Marin Master Gardeners
University of California
Marin Master Gardeners

How to Pick the Right Plant for the Right Place in Your Garden

Come find out at the Marin County Fair, June 30 to July 4

Know your San Francisco Bay regional climate zone

Fruit trees and many colorful perennials appreciate hot summers and cold winters
Fruit trees and many colorful perennials appreciate hot summers and cold winters
Our Bay Region microclimates are affected by topography and proximity to the coast and the bay. The coastal hills can affect summer heat and winter cold, moderating temperature extremes in those communities located west of the coastal range. Communities farther inland to the east, away from the coast and the bay, experience hotter summers and colder winters.

Plants that do well in coastal regions may suffer if planted in areas with winter frost or summer heat - even though these regions can be just a few miles from each other.
The Sunset Western Garden Book, one of the most widely used references for plants grown in western North America, assigns regional zones to bay communities. Knowing your Sunset climate zone can help you pick the right plants for your garden. Most San Francisco Bay Regional zones are 7, 9, 14, 15, 16, and 17. In general, zones 15, 16 and 17 are considered coastal communities.

To find your zone, click on the following: http://www.sunset.com/garden/climate-zones/sunset-climate-zone-bay-area

How to increase the odds of success in your garden

Know your garden’s microclimates
Even within a small garden, climate can be affected by slope, structures, orientation and wind. A south-facing wall will radiate a lot of heat when the sun is out, whereas the area on the north side of your house will remain cooler and shaded for most of the year. Cold will “sink” to the bottom of a sloping hillside, creating cooler temperatures. Deciduous trees will allow winter sun to warm your soil, but they may shade out and affect the number of blooms on summer-flowering plants. Windy conditions may affect growth and increase water loss.

An attractive mixed border thrives in this Bodega Bay garden, where summers stay cool and winter frost is rare
An attractive mixed border thrives in this Bodega Bay garden, where summers stay cool and winter frost is rare

Know how much sun you receive during the growing season
In general, plants that require “full sun” need at least six hours of sun during late spring and summer in order to thrive. If your garden does not receive that minimum amount of sunlight, then look for plants that tolerate “part sun” or “part shade.”

Know your soil type
Some plants grow well in just about any kind of soil, but most have a preference. Much of our native soil in the Bay Region is clay, composed of tiny, microscopic plate-like particles. Clay retains water for a long time, but drains very slowly. Plants that prefer good drainage should be planted on slopes or in soil that has been amended with compost to facilitate better drainage. Some plants like moist, rich soil – amended with lots of organic material to retain moisture like a sponge and offer a good supply of nutrients. Adding organic material to your soil can improve water retention in sandy soils, while increasing pore space for air and drainage in clay soils.

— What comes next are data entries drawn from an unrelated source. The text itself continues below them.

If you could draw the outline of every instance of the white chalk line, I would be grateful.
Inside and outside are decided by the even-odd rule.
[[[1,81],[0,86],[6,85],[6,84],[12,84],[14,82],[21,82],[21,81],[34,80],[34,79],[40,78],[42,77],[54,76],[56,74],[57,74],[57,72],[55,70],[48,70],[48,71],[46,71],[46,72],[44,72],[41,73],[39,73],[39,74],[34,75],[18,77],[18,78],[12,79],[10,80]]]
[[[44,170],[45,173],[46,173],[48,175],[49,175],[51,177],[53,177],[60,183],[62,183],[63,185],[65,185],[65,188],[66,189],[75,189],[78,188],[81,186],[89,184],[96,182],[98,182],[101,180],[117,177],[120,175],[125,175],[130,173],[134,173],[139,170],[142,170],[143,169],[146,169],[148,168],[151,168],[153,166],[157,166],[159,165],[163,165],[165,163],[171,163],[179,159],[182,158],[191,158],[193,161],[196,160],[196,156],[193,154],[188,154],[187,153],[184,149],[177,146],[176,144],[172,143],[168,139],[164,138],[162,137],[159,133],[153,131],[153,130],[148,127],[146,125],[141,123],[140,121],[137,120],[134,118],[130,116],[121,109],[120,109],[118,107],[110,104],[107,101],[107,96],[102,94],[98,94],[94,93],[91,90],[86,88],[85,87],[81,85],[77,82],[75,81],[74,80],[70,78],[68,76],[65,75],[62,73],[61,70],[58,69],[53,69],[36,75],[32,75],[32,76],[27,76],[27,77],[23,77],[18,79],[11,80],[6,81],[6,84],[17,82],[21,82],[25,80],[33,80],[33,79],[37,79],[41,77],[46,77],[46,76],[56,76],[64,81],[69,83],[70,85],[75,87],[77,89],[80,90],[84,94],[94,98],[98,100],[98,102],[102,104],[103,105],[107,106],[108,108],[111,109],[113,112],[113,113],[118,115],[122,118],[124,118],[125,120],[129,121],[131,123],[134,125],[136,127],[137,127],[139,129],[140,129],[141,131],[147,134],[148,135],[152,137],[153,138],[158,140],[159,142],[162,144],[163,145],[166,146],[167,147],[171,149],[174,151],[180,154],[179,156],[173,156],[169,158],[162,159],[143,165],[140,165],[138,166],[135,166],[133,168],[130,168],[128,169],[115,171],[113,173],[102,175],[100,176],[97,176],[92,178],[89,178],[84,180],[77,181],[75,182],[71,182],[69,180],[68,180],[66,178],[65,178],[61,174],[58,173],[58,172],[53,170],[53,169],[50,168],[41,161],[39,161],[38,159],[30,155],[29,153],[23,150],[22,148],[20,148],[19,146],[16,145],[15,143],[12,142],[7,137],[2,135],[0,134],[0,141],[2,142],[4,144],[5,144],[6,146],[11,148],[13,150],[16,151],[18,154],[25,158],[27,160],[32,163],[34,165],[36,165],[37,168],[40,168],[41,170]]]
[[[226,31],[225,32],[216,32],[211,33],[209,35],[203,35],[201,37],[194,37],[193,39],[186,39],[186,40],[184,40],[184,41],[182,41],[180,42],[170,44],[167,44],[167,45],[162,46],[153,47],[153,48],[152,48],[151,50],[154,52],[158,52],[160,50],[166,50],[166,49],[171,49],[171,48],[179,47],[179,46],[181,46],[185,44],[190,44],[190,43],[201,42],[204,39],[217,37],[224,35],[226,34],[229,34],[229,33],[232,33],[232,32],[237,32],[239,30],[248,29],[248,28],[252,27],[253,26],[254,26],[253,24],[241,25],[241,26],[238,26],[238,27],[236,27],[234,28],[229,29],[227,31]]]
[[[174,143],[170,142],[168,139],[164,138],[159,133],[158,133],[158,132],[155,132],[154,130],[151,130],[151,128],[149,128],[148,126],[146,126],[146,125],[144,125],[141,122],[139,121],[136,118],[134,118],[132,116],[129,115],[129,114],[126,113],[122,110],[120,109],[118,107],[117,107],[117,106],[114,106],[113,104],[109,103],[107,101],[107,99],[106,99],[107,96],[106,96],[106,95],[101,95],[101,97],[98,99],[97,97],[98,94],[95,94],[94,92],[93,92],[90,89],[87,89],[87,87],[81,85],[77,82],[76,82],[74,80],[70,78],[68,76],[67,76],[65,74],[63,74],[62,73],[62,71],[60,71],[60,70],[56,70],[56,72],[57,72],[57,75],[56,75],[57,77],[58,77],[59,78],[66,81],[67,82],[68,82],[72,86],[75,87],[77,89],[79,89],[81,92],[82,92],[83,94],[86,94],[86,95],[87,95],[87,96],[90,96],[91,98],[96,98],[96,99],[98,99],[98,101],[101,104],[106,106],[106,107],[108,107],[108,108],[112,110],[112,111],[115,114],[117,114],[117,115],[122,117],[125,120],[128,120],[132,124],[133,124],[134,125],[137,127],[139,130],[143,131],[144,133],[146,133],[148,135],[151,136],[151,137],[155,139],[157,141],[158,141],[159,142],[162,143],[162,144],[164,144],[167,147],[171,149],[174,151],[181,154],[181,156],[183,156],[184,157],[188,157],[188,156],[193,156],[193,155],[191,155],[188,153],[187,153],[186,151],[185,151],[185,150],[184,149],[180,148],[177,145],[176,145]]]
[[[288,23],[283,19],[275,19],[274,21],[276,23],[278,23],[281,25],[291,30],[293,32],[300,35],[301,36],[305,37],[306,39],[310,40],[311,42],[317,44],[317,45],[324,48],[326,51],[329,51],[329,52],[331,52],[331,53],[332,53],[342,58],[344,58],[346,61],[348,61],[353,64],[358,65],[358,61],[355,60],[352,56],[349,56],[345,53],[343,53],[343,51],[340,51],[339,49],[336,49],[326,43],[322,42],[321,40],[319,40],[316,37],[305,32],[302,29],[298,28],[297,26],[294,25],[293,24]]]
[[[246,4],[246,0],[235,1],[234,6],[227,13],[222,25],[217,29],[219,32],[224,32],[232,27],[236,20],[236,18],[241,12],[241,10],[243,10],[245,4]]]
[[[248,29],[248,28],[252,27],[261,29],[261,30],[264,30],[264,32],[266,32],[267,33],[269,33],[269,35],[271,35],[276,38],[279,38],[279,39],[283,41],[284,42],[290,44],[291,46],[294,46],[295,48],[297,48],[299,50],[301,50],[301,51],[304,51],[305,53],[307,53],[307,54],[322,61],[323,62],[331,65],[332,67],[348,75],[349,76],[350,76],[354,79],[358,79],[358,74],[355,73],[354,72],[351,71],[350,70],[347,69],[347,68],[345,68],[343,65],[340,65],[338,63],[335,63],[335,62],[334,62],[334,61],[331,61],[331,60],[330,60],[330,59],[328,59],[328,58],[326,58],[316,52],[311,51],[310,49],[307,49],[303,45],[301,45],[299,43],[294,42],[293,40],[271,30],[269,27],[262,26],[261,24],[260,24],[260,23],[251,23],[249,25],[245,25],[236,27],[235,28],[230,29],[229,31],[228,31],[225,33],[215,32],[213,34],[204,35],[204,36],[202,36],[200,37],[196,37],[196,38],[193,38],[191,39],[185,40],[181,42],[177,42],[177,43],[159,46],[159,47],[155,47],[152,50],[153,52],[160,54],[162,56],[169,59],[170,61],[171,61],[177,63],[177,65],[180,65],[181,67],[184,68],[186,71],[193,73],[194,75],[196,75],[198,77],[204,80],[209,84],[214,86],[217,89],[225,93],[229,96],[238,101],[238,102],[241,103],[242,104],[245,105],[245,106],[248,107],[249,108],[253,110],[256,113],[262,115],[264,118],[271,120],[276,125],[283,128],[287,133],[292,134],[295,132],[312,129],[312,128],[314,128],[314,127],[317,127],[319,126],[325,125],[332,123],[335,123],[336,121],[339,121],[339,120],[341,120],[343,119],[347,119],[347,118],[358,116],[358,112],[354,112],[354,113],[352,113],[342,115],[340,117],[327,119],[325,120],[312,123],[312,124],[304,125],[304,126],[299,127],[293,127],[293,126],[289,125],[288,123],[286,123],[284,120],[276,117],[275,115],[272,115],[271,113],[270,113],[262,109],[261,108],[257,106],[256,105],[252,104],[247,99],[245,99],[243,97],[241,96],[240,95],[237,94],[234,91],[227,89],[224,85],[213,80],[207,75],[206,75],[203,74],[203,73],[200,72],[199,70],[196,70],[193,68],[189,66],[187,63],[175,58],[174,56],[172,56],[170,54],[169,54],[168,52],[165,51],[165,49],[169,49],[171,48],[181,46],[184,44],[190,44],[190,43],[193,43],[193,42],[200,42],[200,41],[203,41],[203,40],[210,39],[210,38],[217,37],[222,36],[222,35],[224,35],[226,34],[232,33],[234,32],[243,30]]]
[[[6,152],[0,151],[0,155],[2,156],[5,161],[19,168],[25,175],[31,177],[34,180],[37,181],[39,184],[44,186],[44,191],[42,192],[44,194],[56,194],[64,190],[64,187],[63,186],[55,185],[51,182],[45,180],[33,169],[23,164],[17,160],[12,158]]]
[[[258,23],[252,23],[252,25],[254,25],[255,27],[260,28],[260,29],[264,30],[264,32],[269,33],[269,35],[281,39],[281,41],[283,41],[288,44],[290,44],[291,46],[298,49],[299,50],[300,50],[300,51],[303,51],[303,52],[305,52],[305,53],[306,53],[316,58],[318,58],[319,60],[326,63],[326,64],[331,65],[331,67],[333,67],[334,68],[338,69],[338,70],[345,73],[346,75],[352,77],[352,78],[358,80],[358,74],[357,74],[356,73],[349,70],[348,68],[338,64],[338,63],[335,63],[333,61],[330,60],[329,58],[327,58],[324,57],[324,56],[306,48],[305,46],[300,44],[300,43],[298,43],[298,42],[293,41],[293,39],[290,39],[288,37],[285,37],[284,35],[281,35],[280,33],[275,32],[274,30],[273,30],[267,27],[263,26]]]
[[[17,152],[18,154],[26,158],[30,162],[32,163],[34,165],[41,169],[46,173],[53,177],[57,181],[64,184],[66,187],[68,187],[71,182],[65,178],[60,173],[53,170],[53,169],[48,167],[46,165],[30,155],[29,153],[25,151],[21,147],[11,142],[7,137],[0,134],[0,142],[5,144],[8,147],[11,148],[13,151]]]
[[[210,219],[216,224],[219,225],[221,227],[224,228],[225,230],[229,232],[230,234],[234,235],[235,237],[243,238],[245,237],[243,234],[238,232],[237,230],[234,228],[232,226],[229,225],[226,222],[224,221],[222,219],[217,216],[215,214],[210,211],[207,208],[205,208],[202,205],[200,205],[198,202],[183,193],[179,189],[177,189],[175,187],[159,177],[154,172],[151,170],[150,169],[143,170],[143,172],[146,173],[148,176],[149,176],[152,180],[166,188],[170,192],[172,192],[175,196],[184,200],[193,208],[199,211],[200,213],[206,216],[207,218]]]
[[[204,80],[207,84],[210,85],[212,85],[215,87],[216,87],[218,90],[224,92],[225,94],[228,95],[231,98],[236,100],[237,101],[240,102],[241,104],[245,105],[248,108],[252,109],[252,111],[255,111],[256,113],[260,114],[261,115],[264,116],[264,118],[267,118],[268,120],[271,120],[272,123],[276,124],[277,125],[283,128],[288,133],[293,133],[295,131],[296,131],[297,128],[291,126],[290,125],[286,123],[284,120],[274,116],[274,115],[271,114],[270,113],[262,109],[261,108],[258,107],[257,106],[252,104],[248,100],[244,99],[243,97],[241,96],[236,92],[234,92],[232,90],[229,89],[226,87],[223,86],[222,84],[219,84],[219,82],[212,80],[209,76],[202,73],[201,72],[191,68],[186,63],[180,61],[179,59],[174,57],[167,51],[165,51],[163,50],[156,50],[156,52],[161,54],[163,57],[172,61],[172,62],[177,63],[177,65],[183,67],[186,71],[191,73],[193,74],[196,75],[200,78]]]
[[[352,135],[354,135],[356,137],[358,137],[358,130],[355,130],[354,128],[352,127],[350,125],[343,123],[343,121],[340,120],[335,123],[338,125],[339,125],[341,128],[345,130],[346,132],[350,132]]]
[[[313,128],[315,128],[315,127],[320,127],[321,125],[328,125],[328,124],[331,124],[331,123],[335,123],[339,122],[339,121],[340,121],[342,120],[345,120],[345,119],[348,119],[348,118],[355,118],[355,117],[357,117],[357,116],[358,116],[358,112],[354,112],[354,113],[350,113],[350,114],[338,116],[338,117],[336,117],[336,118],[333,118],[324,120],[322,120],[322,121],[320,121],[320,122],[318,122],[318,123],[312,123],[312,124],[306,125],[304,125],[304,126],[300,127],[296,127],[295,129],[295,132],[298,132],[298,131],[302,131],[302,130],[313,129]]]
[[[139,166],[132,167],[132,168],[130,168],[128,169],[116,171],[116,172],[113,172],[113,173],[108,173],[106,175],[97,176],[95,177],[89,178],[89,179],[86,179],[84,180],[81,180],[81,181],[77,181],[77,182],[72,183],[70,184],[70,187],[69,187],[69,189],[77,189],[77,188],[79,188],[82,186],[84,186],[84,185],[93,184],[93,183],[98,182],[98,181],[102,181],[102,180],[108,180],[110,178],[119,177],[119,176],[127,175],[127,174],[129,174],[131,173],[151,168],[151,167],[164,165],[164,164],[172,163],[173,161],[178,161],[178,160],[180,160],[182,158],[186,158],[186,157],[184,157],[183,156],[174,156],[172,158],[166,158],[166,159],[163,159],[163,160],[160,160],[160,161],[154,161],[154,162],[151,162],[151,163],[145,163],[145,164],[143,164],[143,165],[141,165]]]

Know how much water you wish to spend
Plants that grow well in Mediterranean climates are accustomed to wet winters and dry summers. That does not mean that all plants can do well without supplemental water. In fact, many Mediterranean climate plants appreciate a few or several good soakings during the heat of summer and early fall. However, some plants can become drought tolerant so long as they are irrigated regularly and deeply during their first few years of growth. Overwatering can kill some plants. Many plants, if watered properly, require less water than you might think.

Look for plants that require less than “average” amounts of water – moderate, occasional, or infrequent amounts – to stay within your water budget. Water is a precious resource in California, so invest in plants that will not break your water bank.

Know which plants attract pollinators and other wildlife
When selecting plants for your garden, you have the opportunity to create a backyard ecosystem that attracts native insects, birds, and other animals. Try to select plants that offer a year-round food supply, such as pollen, nectar, seeds, and berries. Choose plants that offer nesting spaces and cover to protect against predators. And by adding a water feature, such as a recirculating fountain that also serves as a bathing spot, you will invite a host of birds and other wildlife attracted by the burbling sounds from your fountain. Your garden won’t just be a pretty picture; it will be a haven for wildlife and will enhance your viewing enjoyment.